子役が大人になって成功するのはほんの一握りだ。
映画がこけても私の責任ではない。無いったら無い。
「燈由ちゃんなら芸能界で天下取れるのに……」
おうおう泣くオットセイ。
「高校卒業までに天下取っちゃるから泣かないでよ。」
軽口のつもりだった。
「言質は取ったわよ!!」
ガッツポーズ。
……口は災いの元。
「高校は自衛隊の学校に行くつもりだったんだけどなぁ。」
ぼそり。
「大学の学費まで出すから芸能界に骨を埋めない?」
「嫌よ。私は防衛大に行くんだから!」
自衛隊は、国を守る仕事だ。
警察も迷ったけれど、より広い意味での“防衛”に惹かれた。
「中学は星城学園受験するって本当?」
「本当。芸能科は無いけど、全国模試上位なら出席日数免除があるの。」
ビッグネームとしての私を学校側が欲しがったのも事実だ。
その代わり、音楽部在籍とピアニスト活動継続が条件。
有名子役というより、有名ピアニスト枠だろう。
「シンガーソングライターで天下も夢じゃないわよ?」
「これ以上広げたら器用貧乏だよ。
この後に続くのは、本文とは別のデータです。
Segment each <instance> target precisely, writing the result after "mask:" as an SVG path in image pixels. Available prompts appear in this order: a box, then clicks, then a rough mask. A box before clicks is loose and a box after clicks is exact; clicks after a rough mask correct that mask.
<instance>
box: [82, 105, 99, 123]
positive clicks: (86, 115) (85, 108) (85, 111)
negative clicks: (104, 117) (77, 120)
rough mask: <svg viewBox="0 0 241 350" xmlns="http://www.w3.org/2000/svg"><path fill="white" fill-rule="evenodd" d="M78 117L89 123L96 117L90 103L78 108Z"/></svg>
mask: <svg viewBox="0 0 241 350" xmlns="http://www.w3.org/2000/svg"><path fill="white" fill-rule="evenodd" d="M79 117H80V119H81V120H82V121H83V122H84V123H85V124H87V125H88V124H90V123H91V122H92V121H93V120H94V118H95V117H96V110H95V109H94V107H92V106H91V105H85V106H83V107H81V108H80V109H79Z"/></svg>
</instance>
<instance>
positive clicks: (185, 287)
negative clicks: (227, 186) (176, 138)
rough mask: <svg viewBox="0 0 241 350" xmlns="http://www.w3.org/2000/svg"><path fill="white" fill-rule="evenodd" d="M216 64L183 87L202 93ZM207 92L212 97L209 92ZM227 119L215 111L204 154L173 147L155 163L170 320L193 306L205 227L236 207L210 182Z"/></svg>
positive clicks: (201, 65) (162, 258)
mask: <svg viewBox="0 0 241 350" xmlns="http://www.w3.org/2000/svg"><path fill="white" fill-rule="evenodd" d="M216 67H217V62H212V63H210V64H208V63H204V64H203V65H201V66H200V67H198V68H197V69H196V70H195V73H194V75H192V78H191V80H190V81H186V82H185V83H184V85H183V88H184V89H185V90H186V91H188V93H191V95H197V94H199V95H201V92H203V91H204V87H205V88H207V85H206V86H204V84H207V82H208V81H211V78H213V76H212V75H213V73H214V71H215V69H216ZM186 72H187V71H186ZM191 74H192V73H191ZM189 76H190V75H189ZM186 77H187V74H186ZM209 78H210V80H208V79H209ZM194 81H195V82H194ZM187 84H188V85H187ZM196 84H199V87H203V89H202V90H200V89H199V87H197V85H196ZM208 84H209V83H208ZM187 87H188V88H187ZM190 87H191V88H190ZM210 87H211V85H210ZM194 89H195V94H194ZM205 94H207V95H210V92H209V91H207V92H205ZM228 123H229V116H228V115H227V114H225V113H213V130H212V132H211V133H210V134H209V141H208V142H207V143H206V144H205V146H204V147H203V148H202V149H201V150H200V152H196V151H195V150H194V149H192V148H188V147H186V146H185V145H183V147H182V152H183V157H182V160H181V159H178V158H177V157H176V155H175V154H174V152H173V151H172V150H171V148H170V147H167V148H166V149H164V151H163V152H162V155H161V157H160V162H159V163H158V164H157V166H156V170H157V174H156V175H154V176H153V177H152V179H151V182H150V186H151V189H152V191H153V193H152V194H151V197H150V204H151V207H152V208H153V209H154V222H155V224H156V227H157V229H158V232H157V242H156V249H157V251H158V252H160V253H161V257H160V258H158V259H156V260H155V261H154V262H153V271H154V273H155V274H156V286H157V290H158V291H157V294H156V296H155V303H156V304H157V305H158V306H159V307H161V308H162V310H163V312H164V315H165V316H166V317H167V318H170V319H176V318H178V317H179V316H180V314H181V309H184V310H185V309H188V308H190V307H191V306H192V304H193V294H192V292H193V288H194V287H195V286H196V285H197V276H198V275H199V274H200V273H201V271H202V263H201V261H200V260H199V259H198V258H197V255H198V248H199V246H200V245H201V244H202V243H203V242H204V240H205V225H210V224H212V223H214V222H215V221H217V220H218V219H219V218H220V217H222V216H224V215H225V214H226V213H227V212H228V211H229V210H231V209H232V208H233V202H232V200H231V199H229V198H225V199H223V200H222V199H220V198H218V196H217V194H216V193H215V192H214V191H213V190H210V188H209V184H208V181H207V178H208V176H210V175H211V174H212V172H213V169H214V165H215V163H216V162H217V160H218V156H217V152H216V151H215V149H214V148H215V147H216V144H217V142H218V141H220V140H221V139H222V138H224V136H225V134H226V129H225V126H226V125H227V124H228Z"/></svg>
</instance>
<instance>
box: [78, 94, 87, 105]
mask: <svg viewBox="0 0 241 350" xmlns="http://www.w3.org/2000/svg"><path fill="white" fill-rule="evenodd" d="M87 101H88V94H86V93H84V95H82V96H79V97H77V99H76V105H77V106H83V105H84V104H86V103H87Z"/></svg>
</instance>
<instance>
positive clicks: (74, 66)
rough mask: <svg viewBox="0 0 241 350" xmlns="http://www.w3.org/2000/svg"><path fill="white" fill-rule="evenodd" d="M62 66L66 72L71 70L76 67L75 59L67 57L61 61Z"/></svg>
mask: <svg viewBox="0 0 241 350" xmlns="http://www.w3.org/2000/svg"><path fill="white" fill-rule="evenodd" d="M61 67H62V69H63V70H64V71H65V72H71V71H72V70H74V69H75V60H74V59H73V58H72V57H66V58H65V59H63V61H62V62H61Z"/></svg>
」
「マルチタレント♡」
うふ♡じゃない。
「小学校卒業したらモデル辞めてもいい?」
「moo nonセンター決まってるから駄目!」
いつの間に。
162センチ。年齢の割に高身長になってしまった。
もう子供服ブランドは卒業のはずだったのに。
「勉強時間は絶対確保。ピアニスト中心で。」
これだけは譲らない。
「はいはい。今年は国際コンクールあるし調整大変よ?」
何だかんだで、容子さんは私の味方だ。
◇
夜。
自室の机で問題集を開く。
英語、数学、理科。
《イリス》をほんの少しだけ起動する。
文字が、色に変わる。
英単語は青。
数式は白銀。
歴史年号は琥珀。
理解が早まる。
でも答えは自分で導く。
「……ズルはしない。」
小さく呟く。
芸能界で天下を取る。
防衛大に行く。
資格も取る。
恋愛もしてみたい。
全部欲張り。
でも私は——虹を架ける者だ。
虹は一色ではない。
芸能も、勉強も、音楽も、未来も。
全部まとめて、一本の弧にすればいい。
高校卒業まで、あと数年。
天下を取る約束はしてしまった。
ならば。
《イリス》の光で、芸能界も学業も——
まとめて制覇してやろうじゃないか。
私はペンを握り直した。
未来は、まだ白紙だ。
だからこそ、何色にも染められるのだから。